Ready for Grilling Season? Remember to grill like a “PRO”
The weather is great for the “grilling season," but it's important to remember when grilling it is important to use a food thermometer to check for doneness.
The weather is great for outdoor fun and family and friends will soon be gathering for the “grilling season.” As you plan your menu for these outings and gatherings, remember when grilling or cooking meat, it is important to use a food thermometer to check for doneness.
Michigan State University Extension and the Food Safety Inspection Service (FSIS) offers these food safety tips: all meat should be cooked thoroughly, and the only way to know if these foods are safe to eat is to check them internally with a food thermometer.
FSIS recommends the following internal temperatures (in degrees Fahrenheit):
Whole poultry (165 F): hold thermometer in poultry for a minimum of 15 seconds
Poultry breasts (165 F): hold thermometer in chicken breasts for a minimum of 15 seconds
Ground poultry (165 F): hold thermometer in place for a minimum of 15 seconds
Ground meats (160 F): hold thermometer in place for a minimum of 15 seconds
Beef, pork, lamb, veal, steaks, roasts and chops (145 F): allow thermometer to rest at least 3 minutes
To ensure that your food has reached the correct temperature, the United States Department of Agriculture recommends to always use a food thermometer. This is the only way to tell if food is thoroughly cooked. Color is not a reliable indicator of doneness. USDA recommends “Grilling like a PRO” with the PRO method.
The P means to Place the thermometer into the thickest part of the meat. R means Read the temperature. Beef, steaks, pork and roasts should be cooked to 145 F with a 3 minute rest time. Ground beef like hamburger should be cooked to 160 F. And all poultry should be cooked to 165 F. The last step is O—Off the Grill. Once the meat is at a safe temperature, take it off the grill. Be sure to put cooked food on a clean plate; not one that held raw meat.
According to FSIS, each year, about 1 in 6 Americans get sick from foodborne illness. This results in 128,000 hospitalizations and about 3,000 deaths. In fact, foodborne illness costs the United States more than $15.6 billion every year. To keep guests and family safe from foodborne illness it is important to recognize that some older adults, young children (3 and under), as well as people with a compromised immune system from medications and therapies are at an increased risk of more serious infections from food poisoning. These infections may lead to hospitalization or even death.

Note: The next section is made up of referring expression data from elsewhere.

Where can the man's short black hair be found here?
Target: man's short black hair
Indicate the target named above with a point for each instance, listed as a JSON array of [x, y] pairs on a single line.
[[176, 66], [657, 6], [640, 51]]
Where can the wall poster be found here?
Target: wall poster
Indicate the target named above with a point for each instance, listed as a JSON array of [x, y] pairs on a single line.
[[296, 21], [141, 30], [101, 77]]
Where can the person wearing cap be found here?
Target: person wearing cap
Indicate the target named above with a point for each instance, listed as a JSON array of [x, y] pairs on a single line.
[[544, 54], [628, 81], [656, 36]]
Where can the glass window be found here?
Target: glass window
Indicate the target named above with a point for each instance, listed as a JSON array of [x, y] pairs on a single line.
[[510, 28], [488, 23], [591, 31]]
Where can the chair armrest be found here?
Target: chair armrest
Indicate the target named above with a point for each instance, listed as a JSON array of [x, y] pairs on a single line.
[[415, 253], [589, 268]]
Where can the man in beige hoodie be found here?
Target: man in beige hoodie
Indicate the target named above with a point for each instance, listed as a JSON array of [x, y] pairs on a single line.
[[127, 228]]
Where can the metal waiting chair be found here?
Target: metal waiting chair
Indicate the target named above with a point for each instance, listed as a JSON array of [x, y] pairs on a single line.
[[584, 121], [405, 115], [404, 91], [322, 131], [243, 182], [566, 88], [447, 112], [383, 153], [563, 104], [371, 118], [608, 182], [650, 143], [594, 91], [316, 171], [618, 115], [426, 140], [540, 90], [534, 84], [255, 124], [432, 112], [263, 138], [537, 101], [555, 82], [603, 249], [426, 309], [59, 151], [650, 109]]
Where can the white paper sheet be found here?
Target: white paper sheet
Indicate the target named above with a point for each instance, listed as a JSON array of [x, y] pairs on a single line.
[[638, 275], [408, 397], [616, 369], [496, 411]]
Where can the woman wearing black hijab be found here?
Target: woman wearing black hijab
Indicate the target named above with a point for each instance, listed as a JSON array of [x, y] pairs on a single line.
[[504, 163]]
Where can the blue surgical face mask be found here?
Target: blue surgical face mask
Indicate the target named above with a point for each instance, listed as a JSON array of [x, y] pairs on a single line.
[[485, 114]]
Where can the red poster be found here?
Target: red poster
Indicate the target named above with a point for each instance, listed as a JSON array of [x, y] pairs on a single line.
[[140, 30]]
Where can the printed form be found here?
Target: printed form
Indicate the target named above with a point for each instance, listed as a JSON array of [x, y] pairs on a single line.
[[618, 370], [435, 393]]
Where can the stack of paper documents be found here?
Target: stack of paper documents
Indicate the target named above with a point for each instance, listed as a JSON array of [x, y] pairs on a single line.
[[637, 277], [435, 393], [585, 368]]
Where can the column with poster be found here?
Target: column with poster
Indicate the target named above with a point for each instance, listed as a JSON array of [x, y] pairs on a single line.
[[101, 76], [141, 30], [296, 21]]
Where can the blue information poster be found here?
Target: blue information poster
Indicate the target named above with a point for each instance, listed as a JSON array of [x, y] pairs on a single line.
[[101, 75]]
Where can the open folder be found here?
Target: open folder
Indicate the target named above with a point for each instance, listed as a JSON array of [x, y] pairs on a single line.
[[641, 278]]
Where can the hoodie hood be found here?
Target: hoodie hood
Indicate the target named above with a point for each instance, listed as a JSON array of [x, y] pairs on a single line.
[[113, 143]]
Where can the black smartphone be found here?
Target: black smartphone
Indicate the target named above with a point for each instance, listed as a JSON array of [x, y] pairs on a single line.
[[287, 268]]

There are a number of reasons older adults and young children are at greater risk from foodborne illness: the immune system of the young has not yet fully developed, also as we age, there are changes in the functioning of our organs, like the liver and kidneys. Older adults might also have underlying conditions like diabetes or kidney disease or other age-related changes to the gastrointestinal tract that allow bacteria to stay in the digestive system longer.
Stay healthy and enjoy your summer with family and friends with great food cooked “like a PRO.”